Chaque fin d’année, c’est le même scénario dans les bureaux RSE : des dizaines d’onglets Excel s’entassent, les mails s’accumulent pour récupérer des données éparpillées, et la moitié du temps est perdue à vérifier des sources peu fiables. Le reporting extra-financier devient un casse-tête technique, pas un levier stratégique. Pourtant, avec les bonnes solutions, ce fardeau peut se transformer en pilotage clair, précis et auditables des engagements climat.

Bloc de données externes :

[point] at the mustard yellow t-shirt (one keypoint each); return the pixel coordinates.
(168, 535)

Comparatif des solutions de reporting extra-financier en Europe
Face à la montée en puissance des obligations réglementaires comme la CSRD, les entreprises cherchent des outils capables de maîtriser leur empreinte carbone et leurs indicateurs ESG. Plusieurs plateformes se distinguent selon leur approche, leur public cible et leur niveau d’accompagnement. Voici un aperçu des solutions les plus utilisées sur le marché européen.
Tennaxia : le pilotage sur-mesure
Tennaxia se positionne comme une réponse intégrée pour les entreprises qui veulent allier rigueur technique et accompagnement stratégique. La plateforme permet de modéliser un arbre organisationnel sur mesure, essentiel pour structurer les données selon les entités du groupe. L’un de ses atouts majeurs ? La data governance renforcée, avec un système de collecte collaborative et des traitements automatiques qui réduisent les erreurs humaines. Pour piloter sa transition avec des données fiables, une entreprise peut choisir le meilleur logiciel ESG. L’accompagnement par des experts fait aussi la différence, notamment pour interpréter les résultats et aligner la stratégie carbone avec les enjeux réglementaires.

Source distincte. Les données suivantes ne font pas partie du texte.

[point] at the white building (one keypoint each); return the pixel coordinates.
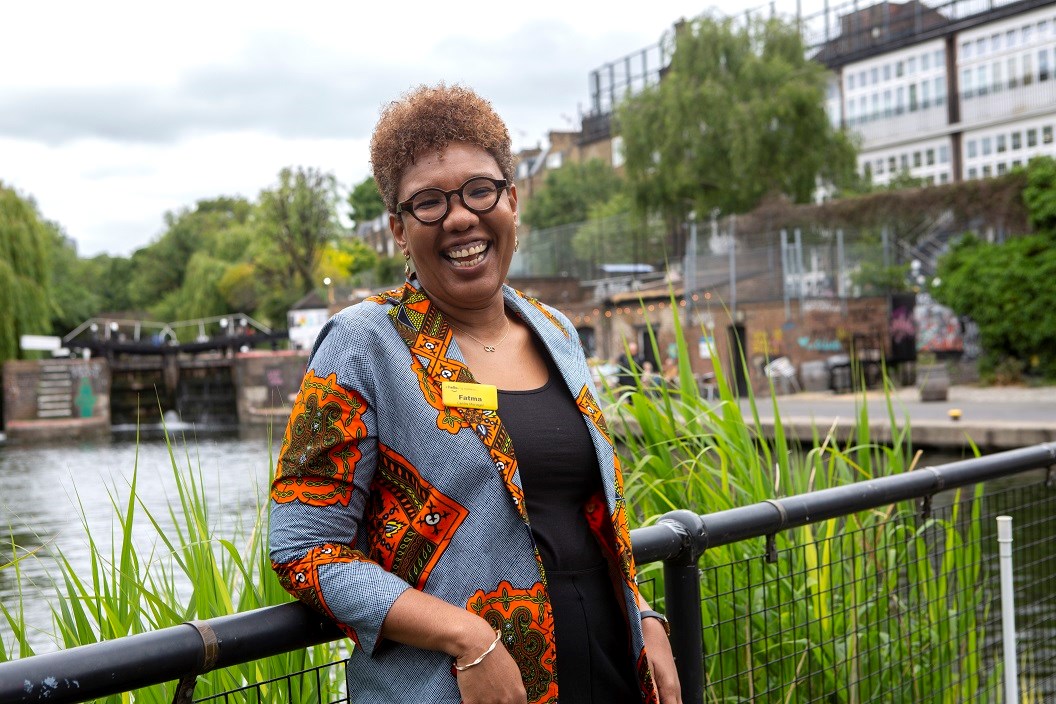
(942, 94)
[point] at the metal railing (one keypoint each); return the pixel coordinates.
(679, 539)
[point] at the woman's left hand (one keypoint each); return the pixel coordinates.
(662, 662)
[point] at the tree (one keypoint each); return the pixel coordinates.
(569, 192)
(300, 217)
(738, 115)
(24, 272)
(1007, 288)
(365, 202)
(614, 234)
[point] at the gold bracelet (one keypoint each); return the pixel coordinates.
(463, 668)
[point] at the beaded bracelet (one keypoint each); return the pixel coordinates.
(463, 668)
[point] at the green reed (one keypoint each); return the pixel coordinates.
(189, 573)
(883, 605)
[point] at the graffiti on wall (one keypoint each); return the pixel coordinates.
(938, 327)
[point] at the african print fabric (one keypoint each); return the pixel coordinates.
(366, 505)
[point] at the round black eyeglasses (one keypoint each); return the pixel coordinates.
(431, 205)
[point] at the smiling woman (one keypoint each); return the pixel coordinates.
(448, 490)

Workiva : l’approche collaborative globale
Workiva, bien implanté en Europe, mise sur une approche collaborative. Son interface conviviale permet à plusieurs départements de contribuer simultanément au reporting, ce qui accélère le processus. Le cadre de reporting carbone intégré simplifie la génération de documents conformes, en particulier pour les rapports financiers et extra-financiers combinés. L’outil est particulièrement apprécié dans les grandes entreprises internationales où la coordination entre filiales est cruciale.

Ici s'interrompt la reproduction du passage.